Who says old people don’t have sex? A study by American researchers has found that older men and women in South Africa do maintain sexual relationships even into their 80s and beyond. Since older adults are often ignored in sexual health education, the possibility for HIV transmission is heightened.
They found that older adults are sexually active, and that older adults report sexual risk behaviours—low condom use, casual sex and multiple recent partners — that are consistent with sexual transmission of disease. This marks a huge potential for ongoing HIV transmission in older South Africans, and highlights the need for expanded HIV testing and counselling that can change behaviour and help reduce new HIV transmission.
Researchers analysed data from 5,059 men and women age 40 and older in South Africa. Older adults receive little attention when it comes to HIV prevention research and interventions, although growing evidence shows they make up a fast-increasing proportion of people living with HIV, in part because of the impact of large-scale HIV treatment on reducing deaths from the disease.
Overall, HIV prevalence among people in the study was high, at 23 percent, and did not differ between men and women. About one-third of respondents reported never having been tested for HIV, and among those with confirmed infections, nearly half did not yet know they were living with HIV.
Regarding sexual activity, more than half of participants reported at least one sex partner within the past two years. Men tended to maintain sexual partnerships at relatively high rates across older ages, only dropping to 52 percent at age 80 and older. The proportion of women with recent sexual partners decreased more steeply with age, dropping to 6 percent at age 80 and older.

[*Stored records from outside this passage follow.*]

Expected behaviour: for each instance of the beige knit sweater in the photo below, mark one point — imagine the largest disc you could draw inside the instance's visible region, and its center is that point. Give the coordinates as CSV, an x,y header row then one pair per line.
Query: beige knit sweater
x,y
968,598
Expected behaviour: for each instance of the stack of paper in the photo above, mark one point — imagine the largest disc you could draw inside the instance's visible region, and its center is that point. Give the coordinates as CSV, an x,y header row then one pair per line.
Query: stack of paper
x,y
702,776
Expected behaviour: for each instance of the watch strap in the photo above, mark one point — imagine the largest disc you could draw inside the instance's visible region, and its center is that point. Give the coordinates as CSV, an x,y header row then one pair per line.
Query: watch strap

Individuals who reported condom use decreased with age in both men and women, as did those reporting casual or anonymous sex. Condom use was highest, at 75 percent, among those who were HIV positive, but only if they knew their status. Of those who were HIV positive but unaware of their status, only 27 percent regularly used condoms.
One in 10 participants also reported that their most recent sex partners were casual or anonymous. Casual sex was lowest among HIV-negative adults, at 9 percent, and higher among both HIV-positive groups (29 percent of those aware of their HIV status and 18 percent of those who were unaware).
The study calls for inclusion of older adults in HIV prevention, with messages created directly for that demographic, and intensified counselling and motivation about sexual transmission risk and universal HIV testing.